Put differently, the verdict itself makes little sense: by acknowledging that Semrau's conduct was "disgraceful," the jury acknowledged what he did. Yet if he did shoot a man who posed no threat to him, why isn't Semrau guilty of attempted murder?
In delivering the sentence, the judge recognized Semrau's motivation and spotless record. But he said his action was "shockingly unacceptable" and a breach of Canadian values. He noted that Semrau put his military comrades, who knew what he had done, in a difficult position. A punishment was necessary to maintain military discipline, the judge said.
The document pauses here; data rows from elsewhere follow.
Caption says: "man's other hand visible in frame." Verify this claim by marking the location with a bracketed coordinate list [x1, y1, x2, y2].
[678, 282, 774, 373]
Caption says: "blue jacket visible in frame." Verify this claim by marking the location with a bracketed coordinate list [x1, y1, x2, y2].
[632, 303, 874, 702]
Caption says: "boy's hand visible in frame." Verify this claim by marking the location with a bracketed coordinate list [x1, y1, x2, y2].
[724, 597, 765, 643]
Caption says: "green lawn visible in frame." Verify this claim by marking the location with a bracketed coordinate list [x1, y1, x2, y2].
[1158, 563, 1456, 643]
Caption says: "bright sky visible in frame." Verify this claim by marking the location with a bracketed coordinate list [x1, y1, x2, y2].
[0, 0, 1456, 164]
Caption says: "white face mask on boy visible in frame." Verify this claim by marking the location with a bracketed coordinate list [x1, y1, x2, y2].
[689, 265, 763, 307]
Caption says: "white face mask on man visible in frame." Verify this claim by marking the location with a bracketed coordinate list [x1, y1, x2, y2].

Semrau was demoted and kicked out of the military.
The question of whether mercy killing or assisted suicide should be legal is difficult even when the hypothetical circumstances are ideal: when the person gives consent, when the method of killing is painless and foolproof, when the decision about whether to proceed is vetted and regulated.
On the battlefield, the circumstances are messier. History shows that soldiers have shot prisoners for many reasons, out of mercy or vengeance or bloodlust or simply because caring for the wounded might be inconvenient. Several of these factors might come into play, sometimes simultaneously, if we were to give our soldiers carte blanche to shoot enemy wounded. We'd be asking them to push the exigencies of the battlefield out of their minds and make informed medical and moral decisions -- decisions that remain illegal in Canadian law.
There are also the international rules of war to consider, from both an ethical and practical standpoint. And it's worth remembering that the conduct of Canadian soldiers has a direct effect on mission success, when that mission is to foster the conditions that allow a pro-western government to exist in a country such as Afghanistan.
So the fact that Semrau escaped criminal charges sets a worrying precedent, and demonstrates that the Criminal Code is not equipped to deal with situations like this one. Either through the introduction of new charges, or the removal of mandatory minimum sentences, the law should be made ready to deal with the next mercy killing. In the meantime, at least Canadian soldiers know that if they choose to flout their training and the law for what they see as a higher moral purpose, their careers could be forfeit.